A very dry and warm month for the South Island interior.


October 2017 was characterised by higher than normal sea level pressure over New Zealand and the surrounding seas. This consistent high pressure resulted in settled, warm conditions over much of the country during the month, but this was occasionally punctuated with rainfall events, particularly in the east of both North and South Islands.

The focus of the month was the extremely dry conditions in Otago and Southland. Only a few millimetres of rain fell in some parts of Otago during the whole month. Dry conditions were experienced elsewhere too, particularly in southern Canterbury, Kapiti Coast, and Gisborne. This resulted in soils being much drier than normal for the time of year in these locations, which could be of concern heading into the driest part of the year.

It was a warm month for much of the country. Extreme warmth was experienced in Central Otago and Southland on a couple of days during the month, which resulted in several records or near-records for October.

Due to the limited rainfall in the southern South Island, it was a sunny month there. Most areas recorded near normal sunshine hours. It was a cloudy October in the northern North Island, however.

Further Highlights:

  • The highest temperature was 30.0°C, observed at Cromwell on 20 October.
  • The lowest temperature was -3.0°C, observed at Mt Cook Airport on 6 October.
  • The highest 1-day rainfall was 89.8 mm, recorded at Takaka on 7 October.
  • The highest wind gust was 152 km/hr, observed at Akitio on 22 October.
  • Of the six main centres in October 2017, Auckland was the warmest and least sunny, Dunedin was the coldest, driest, and sunniest, and Tauranga was the wettest.
  • Of the available, regularly reporting sunshine observation sites, the sunniest four locations in 2017 so far (1 January – 31 October) are Blenheim (2039 hours), Richmond (2037 hours), Whakatane (2028 hours) and Napier (1978 hours).



Ms Petra Pearce, Climate Scientist
Tel. 09 375 2052



Rainfall was well below normal (<50% of normal) for most of Otago as well as parts of Northland, Gisborne, Kapiti Coast, Marlborough, southern Canterbury, and Southland. Rainfall was below normal (50-79% of normal) for parts of Northland, Auckland, Manawatu-Whanganui, Wellington, Wairarapa, Canterbury and Southland. Rainfall was well above normal (>149% of normal) for parts of western Bay of Plenty, Waikato, the east coast of the South Island, West Coast, and Fiordland. Rainfall was above normal (120-149% of normal) or near normal (80-119% of normal) elsewhere.
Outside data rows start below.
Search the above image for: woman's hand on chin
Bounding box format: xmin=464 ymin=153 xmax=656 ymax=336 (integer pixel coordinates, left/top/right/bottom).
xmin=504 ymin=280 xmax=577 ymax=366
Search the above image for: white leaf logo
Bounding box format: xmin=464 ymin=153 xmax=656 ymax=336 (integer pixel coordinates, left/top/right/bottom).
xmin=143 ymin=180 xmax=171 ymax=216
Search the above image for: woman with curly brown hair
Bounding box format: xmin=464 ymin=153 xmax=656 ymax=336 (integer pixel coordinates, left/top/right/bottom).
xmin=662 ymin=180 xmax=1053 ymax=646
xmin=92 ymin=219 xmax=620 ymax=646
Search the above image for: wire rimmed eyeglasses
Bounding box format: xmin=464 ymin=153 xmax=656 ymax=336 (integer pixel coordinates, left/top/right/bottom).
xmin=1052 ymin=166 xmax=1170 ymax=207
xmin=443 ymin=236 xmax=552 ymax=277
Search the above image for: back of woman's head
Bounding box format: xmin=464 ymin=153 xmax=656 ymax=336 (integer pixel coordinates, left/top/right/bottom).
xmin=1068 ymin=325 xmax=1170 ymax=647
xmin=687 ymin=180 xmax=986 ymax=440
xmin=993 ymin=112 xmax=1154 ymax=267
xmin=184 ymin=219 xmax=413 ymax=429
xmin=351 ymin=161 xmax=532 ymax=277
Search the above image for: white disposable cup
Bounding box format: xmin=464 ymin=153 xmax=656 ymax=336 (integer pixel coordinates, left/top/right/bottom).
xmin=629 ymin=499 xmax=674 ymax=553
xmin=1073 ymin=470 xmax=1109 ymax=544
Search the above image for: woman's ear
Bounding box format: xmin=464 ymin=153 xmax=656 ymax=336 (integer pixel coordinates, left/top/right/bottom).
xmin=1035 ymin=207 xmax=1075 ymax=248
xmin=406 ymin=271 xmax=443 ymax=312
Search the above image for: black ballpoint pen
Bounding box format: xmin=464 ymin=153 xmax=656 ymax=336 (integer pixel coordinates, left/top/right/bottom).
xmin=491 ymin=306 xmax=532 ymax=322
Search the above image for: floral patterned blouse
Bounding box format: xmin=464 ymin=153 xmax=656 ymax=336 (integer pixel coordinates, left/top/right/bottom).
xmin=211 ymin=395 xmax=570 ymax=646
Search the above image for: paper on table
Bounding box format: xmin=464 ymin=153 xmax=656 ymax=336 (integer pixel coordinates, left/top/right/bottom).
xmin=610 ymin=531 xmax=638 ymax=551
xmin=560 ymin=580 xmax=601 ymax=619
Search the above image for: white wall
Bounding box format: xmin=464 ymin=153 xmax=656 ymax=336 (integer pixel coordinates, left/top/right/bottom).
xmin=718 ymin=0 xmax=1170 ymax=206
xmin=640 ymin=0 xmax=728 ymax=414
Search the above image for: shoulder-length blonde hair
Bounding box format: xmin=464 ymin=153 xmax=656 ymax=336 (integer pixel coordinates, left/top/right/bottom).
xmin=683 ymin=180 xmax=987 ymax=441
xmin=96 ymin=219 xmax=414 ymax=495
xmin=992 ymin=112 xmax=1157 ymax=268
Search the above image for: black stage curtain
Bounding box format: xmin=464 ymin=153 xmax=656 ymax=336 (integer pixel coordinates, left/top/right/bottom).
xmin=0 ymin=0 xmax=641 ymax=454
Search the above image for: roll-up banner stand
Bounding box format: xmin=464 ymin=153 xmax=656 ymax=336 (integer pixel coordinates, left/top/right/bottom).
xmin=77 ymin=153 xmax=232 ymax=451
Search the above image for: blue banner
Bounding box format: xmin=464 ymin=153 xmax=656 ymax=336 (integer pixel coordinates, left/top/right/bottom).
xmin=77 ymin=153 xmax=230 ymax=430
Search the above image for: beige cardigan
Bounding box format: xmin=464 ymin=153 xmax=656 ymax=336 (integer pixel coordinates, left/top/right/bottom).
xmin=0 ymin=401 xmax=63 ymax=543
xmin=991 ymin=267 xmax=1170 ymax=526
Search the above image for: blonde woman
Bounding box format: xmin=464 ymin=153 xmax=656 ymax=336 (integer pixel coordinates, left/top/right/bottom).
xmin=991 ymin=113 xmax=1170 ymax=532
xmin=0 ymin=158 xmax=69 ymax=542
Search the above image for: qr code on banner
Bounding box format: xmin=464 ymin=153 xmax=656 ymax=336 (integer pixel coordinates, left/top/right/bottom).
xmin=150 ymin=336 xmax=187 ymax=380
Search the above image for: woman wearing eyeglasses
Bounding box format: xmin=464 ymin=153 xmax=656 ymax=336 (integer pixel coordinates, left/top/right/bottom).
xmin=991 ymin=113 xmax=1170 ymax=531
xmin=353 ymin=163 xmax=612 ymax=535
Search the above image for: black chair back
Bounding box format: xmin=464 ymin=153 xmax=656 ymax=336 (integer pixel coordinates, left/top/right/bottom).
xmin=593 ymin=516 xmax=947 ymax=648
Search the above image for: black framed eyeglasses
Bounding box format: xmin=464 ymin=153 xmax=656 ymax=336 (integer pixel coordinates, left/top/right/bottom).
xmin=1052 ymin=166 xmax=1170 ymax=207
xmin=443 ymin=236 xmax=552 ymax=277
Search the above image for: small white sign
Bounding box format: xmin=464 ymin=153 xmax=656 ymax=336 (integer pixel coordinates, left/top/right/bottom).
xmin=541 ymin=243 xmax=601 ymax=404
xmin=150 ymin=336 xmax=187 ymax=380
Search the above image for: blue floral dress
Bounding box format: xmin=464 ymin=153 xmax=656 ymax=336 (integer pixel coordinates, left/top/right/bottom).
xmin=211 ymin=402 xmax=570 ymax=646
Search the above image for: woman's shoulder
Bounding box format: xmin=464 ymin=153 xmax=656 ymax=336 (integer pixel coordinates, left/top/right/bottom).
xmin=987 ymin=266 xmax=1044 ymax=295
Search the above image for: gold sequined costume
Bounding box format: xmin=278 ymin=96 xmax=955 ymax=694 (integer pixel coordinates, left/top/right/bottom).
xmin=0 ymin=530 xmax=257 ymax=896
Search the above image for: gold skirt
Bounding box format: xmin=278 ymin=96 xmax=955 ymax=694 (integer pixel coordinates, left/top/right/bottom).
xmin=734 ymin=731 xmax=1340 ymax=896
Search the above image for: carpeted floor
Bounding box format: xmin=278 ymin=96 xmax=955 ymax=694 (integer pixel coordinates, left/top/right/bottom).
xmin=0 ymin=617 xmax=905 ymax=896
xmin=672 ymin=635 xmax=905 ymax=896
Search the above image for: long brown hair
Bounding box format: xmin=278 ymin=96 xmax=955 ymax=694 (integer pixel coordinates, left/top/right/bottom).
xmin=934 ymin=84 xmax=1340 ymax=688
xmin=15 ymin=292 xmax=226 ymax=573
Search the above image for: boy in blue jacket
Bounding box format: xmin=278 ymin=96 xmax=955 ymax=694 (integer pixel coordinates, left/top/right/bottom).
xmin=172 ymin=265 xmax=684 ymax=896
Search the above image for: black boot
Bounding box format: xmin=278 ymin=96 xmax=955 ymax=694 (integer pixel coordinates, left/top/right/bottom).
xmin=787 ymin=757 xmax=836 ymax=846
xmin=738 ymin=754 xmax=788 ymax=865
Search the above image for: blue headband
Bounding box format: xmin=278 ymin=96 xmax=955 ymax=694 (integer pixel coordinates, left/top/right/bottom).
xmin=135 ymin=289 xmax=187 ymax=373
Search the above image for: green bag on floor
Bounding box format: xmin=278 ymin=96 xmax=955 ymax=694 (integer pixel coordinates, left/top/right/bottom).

Temperatures were well above average (>1.20°C of average) in parts of Auckland, Coromandel, Manawatu-Whanganui, Kapiti Coast, Nelson, Canterbury, Otago, Southland, and Fiordland. Temperatures were above average (0.51-1.20°C above average) for most of the rest of the country, except for some eastern coastal areas of both Islands that recorded near (-0.50°C to +0.50°C of average) or below (-1.20°C to -0.50°C of average) average temperatures.


Sunshine was well above normal (>125% of normal) or above normal (110-125% of normal) for Otago and Southland as well as parts of the Wellington and Taranaki regions. Sunshine was near normal (90-110% of normal) for most other parts of the country, except for Auckland and parts of Northland where sunshine was below normal (75-89% of normal).

Soil Moisture

As at 1 November, soils were much drier than normal for the time of year for interior Otago and interior Southland, Tasman, Kapiti Coast, Taranaki, Gisborne, and Northland. Soils were wetter than normal for the time of year in Bay of Plenty, eastern Waikato, and the east coast of the South Island.